Stauss, author of “The Creator Revealed: A Physicist Examines the Big Bang and the Bible,” pointed to four characteristics of the universe that give “evidence beyond a reasonable doubt” for God: the universe had a beginning; the universe is finely-tuned to within extreme, narrow parameters; the earth is rare in being well-suited for life; and the universe’s capacity to be described in mathematical language implies design by an intelligent and personal designer.
Science undergirds faith, Strauss said, adding, “Apologetics is not just for unbelievers. It’s for us, to strengthen our faith.”
THE RESURRECTION IS KEY
Gary Habermas, NOBTS visiting professor of apologetics and distinguished research professor at Liberty University’s Rawlings School of Divinity, is the author, co-author, or editor of more than 43 books, many on the resurrection.

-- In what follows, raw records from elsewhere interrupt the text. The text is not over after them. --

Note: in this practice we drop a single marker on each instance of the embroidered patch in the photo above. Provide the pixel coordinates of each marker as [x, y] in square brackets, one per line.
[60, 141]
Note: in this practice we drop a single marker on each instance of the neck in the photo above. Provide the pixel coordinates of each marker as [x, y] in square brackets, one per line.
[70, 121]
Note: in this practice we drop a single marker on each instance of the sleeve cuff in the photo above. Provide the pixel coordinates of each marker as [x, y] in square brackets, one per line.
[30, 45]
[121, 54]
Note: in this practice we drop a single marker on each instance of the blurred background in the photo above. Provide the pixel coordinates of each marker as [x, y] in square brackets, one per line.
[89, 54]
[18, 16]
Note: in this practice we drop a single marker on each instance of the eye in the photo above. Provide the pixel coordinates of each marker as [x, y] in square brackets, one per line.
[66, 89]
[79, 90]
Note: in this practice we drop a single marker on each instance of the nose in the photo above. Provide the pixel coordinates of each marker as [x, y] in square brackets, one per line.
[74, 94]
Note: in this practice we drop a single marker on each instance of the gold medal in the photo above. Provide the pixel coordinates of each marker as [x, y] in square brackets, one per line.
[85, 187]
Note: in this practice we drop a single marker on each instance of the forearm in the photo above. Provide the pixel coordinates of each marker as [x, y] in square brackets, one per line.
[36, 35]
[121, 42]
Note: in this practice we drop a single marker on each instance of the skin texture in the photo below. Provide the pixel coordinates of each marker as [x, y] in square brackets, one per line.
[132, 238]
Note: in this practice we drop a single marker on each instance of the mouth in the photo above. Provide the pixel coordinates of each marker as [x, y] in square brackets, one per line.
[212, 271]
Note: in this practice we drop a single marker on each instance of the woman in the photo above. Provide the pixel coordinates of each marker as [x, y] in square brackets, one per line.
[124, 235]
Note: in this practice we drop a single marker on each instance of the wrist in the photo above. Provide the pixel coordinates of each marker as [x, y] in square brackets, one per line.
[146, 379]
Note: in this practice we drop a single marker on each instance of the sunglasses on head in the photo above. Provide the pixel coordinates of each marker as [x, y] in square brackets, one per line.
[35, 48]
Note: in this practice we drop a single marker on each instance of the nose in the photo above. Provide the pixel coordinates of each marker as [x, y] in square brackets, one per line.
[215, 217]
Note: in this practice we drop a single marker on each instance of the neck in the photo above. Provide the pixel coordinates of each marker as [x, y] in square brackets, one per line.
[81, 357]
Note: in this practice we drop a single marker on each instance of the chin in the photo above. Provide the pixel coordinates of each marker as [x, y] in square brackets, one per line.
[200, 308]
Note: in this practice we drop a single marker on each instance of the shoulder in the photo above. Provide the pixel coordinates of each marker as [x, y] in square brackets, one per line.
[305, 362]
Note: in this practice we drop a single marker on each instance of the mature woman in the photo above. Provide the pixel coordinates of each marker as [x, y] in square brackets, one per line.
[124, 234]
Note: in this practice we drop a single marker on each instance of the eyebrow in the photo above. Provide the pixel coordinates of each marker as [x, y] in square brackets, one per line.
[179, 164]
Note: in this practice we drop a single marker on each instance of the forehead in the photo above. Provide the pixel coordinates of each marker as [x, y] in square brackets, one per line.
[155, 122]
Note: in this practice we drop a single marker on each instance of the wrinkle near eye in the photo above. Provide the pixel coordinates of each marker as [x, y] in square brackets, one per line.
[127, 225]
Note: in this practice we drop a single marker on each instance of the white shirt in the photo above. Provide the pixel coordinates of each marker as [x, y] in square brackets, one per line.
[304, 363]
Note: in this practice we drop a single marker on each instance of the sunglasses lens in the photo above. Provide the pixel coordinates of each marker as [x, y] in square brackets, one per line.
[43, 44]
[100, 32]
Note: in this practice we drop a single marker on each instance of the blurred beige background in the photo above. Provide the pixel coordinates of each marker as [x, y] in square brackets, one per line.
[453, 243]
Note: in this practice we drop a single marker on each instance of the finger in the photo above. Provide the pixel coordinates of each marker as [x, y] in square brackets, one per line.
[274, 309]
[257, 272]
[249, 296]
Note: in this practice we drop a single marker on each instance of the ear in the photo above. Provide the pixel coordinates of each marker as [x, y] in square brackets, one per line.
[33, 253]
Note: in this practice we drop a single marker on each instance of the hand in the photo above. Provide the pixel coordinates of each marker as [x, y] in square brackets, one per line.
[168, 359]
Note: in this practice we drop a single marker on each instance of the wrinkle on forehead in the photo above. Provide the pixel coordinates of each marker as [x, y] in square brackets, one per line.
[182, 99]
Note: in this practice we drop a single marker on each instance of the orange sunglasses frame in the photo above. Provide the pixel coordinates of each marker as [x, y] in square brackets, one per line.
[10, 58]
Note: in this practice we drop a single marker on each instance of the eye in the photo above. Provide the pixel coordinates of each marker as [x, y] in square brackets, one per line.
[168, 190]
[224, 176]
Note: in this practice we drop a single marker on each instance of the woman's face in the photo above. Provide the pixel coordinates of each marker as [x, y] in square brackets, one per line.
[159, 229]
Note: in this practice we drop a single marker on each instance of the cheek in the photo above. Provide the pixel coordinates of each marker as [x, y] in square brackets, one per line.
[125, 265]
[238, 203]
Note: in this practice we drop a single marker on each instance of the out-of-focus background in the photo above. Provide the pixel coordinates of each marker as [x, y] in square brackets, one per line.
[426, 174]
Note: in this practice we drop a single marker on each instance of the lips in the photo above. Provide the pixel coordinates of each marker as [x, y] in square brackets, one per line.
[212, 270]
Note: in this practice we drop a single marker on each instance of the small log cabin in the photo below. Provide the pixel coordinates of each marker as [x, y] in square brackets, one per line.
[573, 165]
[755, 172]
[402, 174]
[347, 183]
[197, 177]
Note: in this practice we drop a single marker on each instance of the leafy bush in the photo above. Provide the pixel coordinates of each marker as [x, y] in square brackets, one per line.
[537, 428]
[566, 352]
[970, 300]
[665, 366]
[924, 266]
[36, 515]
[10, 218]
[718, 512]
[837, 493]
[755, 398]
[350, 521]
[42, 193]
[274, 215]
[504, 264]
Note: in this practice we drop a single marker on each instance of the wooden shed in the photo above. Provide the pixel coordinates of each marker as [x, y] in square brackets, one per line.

Today, many critical scholars recognize that the resurrection is supported by “extremely early” eyewitness reports that reflect a “high Christology,” the view that Christ is uniquely divine, Habermas said.
New Testament creeds, such as 1 Corinthians 15:3-4, are recognized by even agnostic scholars to pre-date Paul’s conversion, providing evidence for the resurrection that dates to within three to five years of the empty tomb, Habermas explained.
“There’s nothing like this in any religion, in any time,” Habermas said, emphasizing the importance of the 1 Corinthians 15:3-4 creed.
While other questions, such as genocide or the problem of evil, are important to answer, the Christian faith hinges on the resurrection, Habermas explained. “If the resurrection is true, Christianity follows,” Habermas said.
APATHY, TODAY’S BIGGEST CHALLENGE
Kyle Beshears, author of “Apatheism: How We Share When They Don’t Care,” called the culture’s indifference to God – apatheism-- a greater challenge to evangelism today than atheism.
“’Apatheism’ is when a person believes God is irrelevant and feels apathetic toward Him,” Beshears said. “A comfortably distracted society robs people of their motivation to care about God.”
Beshears traced the roots of apatheism to secularism and pluralism and the idea that many options for belief about God are equal, leading to culture’s conclusion that God does not matter.
Beshears suggested challenging apatheists to consider what life would be like if the object, goal, or relationship that the apatheist values suddenly disappeared. The question can lead the apatheist to doubt his values and can open the door for fruitful conversation, Beshears said, adding that this approach can be more effective than an apologetic approach.
“Doubt is a type of thinking that is more powerful than mere objective thinking alone,” Beshears said. “Doubt motivates us to think about things we didn’t care about before.”
TO LEARN MORE
Begun in 2009, the Defend conference is held each January. Conference registrants receive recordings of all plenary and breakout sessions. Information is available at defendthefaith.net.
“The Defend conference is unique among apologetics conferences,” Stewart said. “Not only does it invite world-class speakers but it is five-days of instruction, which means that conference attendees have the opportunity to interact with speakers over meals shared in the seminary cafeteria and coffee shop.”